Friday, August 15, 2008

Global economy goes belly up

When the debt-fuelled boom came to an end a year ago, official pronouncements from every part of the world assured us that the economic fundamentals were sound. Gordon Brown was to the fore in his confidence that after ten years in his care, the British economy was better placed than most to weather what he and others told us was as a temporary problem affecting the world of finance dubbed the "credit crunch".

How different things look today. After months of falsely optimistic denial, the grim spectre of global recession is showing up in statistics from the US, Europe, the UK and practically everywhere else. So-called experts are playing catch-up in their hopelessly inadequate attempts to predict the course of this multi-dimensional crisis. Every day brings new surprises which force them to revise their forecasts of the severity, extent and duration of “the downturn”, which, it is now hoped, will bring its own silver lining to the clouds of inflation.

Those who are sticking with the dominant theories of the last few decades admit that the coming period will bring much painful “adjustment”. They say, however, that this is necessary to restore the economy to health and must be allowed to take its course, with hundreds of banks closing, production going into freefall and unemployment rocketing.

As the scale of the catastrophic crisis forces itself into brains dulled by the capitalist mantra “There is no alternative”, the chorus of calls for more and better regulation has given way to a plethora of more or less emergency proposals. As Larry Summers, Harvard professor, and former Secretary of the US Treasury has pointed out, chaos in the economy is reflected in cacophonous policy debate, with policymaking that is “increasingly reactive and erratic”.

There are many, fearful of the consequences of economic freefall, who are promoting a variety of contradictory, partial interventions to be made by central banks and governments acting either alone, or in unison. The interventions, it is claimed, could shore up the housing market, minimise soaring inflation, increase credit and debt, or restore “the balance” between corporate power and the strength of labour. With nothing better to go on, some with a sense of history are turning to the experience of previous crises for inspiration. Comparisons are being made with the 1990s, the 1970s and with the Great Depression of the 1930s.
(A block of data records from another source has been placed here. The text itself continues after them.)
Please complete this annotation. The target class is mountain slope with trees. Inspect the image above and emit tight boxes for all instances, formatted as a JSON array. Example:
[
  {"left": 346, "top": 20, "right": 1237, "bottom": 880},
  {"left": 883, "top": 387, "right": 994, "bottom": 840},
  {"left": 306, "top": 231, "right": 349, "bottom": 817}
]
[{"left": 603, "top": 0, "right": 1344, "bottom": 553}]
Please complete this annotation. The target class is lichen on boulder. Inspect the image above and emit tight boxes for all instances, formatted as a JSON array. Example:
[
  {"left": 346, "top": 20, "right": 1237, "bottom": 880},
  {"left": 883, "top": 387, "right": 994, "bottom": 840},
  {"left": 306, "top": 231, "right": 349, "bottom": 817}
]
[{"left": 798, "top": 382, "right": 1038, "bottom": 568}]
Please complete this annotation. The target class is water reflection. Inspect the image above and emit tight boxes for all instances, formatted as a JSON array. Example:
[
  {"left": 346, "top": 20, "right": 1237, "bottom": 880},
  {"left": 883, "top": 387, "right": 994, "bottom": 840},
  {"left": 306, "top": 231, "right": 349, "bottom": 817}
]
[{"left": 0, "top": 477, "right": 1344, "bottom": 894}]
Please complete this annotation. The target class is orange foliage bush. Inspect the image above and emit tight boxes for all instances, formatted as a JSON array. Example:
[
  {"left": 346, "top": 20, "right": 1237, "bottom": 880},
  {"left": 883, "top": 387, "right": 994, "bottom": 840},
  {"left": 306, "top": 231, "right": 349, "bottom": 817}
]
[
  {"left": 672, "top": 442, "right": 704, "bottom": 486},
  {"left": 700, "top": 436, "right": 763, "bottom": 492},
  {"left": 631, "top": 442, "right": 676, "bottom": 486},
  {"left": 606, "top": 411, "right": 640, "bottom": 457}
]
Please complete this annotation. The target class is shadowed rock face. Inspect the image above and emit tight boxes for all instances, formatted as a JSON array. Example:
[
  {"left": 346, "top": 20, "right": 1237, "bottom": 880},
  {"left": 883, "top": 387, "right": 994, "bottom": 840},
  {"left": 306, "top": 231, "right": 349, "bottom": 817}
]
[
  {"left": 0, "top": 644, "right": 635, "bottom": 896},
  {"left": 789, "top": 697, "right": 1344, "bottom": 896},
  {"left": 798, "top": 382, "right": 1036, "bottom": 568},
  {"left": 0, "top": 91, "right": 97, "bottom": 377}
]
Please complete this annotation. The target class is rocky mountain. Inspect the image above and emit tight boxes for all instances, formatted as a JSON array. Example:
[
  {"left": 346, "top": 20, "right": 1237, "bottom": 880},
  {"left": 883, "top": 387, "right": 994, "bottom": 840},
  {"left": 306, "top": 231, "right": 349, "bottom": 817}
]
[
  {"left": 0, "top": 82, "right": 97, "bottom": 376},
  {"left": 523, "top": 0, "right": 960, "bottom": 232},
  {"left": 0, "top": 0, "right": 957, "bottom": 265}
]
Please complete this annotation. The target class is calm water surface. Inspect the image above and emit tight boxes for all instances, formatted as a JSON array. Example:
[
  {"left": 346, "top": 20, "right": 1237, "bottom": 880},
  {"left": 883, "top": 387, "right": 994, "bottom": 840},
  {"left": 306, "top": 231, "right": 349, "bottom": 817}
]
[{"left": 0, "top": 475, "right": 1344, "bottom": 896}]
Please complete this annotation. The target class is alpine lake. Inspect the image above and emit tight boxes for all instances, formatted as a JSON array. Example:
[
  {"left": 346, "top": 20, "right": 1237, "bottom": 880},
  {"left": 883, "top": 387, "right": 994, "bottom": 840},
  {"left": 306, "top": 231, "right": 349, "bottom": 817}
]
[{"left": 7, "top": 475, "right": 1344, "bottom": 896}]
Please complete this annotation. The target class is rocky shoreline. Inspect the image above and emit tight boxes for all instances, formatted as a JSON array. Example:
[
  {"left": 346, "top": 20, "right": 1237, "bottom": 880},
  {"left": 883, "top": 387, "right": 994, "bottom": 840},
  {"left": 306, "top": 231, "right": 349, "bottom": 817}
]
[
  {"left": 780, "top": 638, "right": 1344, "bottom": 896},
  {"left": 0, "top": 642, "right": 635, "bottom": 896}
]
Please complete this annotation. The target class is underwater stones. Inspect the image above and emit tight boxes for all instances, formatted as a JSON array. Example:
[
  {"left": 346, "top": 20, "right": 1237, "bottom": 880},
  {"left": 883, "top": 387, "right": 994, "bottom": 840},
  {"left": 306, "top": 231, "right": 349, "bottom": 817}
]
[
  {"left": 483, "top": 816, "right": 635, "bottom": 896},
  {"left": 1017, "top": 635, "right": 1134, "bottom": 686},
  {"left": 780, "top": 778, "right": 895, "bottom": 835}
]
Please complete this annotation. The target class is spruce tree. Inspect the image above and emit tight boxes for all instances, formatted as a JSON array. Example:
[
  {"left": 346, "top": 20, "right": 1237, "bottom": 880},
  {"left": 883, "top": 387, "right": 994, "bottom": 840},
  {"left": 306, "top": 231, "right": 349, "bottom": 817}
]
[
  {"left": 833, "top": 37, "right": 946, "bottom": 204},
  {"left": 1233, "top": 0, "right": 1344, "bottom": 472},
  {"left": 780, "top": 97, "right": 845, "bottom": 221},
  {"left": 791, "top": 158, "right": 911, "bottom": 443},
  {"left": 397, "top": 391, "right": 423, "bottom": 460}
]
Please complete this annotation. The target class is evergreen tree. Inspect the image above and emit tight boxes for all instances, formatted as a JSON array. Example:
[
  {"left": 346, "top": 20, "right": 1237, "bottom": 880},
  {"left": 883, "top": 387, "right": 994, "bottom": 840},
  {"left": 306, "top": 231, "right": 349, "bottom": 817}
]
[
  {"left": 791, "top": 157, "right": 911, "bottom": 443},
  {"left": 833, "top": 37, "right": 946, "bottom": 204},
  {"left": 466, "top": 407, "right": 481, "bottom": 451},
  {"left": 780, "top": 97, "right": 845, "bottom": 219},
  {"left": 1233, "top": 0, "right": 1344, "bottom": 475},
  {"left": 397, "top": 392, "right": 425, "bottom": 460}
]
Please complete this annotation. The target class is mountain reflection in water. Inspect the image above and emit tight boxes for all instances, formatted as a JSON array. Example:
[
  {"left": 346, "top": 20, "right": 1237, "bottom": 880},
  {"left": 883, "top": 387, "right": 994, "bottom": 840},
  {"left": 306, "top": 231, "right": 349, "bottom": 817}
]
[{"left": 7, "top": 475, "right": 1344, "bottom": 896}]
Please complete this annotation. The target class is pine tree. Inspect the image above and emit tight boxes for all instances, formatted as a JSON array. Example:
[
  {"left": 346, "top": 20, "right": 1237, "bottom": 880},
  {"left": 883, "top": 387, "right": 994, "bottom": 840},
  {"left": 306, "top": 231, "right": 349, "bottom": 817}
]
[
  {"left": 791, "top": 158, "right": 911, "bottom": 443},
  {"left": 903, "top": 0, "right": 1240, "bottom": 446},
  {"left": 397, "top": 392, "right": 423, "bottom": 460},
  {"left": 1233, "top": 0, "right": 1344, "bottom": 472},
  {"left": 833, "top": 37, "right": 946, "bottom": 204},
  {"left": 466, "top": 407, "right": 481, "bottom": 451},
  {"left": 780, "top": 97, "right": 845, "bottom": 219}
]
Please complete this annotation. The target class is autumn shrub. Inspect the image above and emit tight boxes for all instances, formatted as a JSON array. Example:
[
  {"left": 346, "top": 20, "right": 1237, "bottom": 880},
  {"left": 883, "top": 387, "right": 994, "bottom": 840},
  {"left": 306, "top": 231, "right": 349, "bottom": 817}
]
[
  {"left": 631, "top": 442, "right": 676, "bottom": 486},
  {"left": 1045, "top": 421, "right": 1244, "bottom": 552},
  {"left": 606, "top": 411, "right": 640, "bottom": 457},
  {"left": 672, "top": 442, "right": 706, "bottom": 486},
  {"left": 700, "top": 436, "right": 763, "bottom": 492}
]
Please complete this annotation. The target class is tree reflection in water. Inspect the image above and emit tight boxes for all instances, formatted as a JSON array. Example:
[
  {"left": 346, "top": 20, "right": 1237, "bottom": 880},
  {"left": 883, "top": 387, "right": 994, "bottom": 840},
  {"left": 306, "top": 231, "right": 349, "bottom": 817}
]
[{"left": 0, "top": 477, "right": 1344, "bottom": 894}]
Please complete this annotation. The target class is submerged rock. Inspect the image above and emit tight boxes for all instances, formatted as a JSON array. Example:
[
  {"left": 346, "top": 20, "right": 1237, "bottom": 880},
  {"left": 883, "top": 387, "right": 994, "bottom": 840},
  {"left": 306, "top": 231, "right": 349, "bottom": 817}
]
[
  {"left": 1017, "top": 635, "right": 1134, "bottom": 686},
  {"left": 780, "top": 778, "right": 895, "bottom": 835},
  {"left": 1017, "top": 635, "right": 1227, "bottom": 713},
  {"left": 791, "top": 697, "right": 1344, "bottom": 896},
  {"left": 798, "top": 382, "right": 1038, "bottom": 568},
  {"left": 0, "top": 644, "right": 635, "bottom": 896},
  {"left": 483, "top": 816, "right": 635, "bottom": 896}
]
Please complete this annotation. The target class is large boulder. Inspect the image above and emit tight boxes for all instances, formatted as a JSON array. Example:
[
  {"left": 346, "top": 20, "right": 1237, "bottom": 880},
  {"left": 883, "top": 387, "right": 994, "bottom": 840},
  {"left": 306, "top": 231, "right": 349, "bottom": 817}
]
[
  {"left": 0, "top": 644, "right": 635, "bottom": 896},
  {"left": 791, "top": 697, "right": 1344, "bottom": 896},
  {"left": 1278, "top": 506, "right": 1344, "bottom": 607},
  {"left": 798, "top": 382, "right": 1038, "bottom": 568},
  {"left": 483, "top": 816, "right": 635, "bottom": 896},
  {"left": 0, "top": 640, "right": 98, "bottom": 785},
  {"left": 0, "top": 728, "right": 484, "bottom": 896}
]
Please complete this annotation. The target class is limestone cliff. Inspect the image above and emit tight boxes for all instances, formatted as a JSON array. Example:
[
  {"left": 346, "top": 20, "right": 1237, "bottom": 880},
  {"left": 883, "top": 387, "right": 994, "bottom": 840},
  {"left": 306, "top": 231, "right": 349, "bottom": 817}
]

But the reality is that there is no historical precedent for the present crisis brought on by unprecedented corporate expansion. As everyone knows, overproduction has led to the climate changing as a result of over-exploitation of the planet’s resources. Left to continue, diseases of overconsumption, like obesity, will worsen. Inequality will increase in leaps and bounds as the recession turns to crash. Wars for the world’s resources of oil, water and food will escalate. Let the war between Georgia - acting as America’s proxy - and Russia be a warning in this respect because the question of energy supplies is not far from the surface.

In reality, none of the policy actions being taken or being proposed to restore health to the economy can do anything but make things worse. What’s needed now is to bring the broken profit-chasing system to a conclusion. We should not aim to "rebalance" the 200-year old power struggle between capital and labour but to break the power of the corporations and to replace it with a new motivation – to identify and meet the needs of the majority with a new unified social, economic and political system which can restore the health of the planet.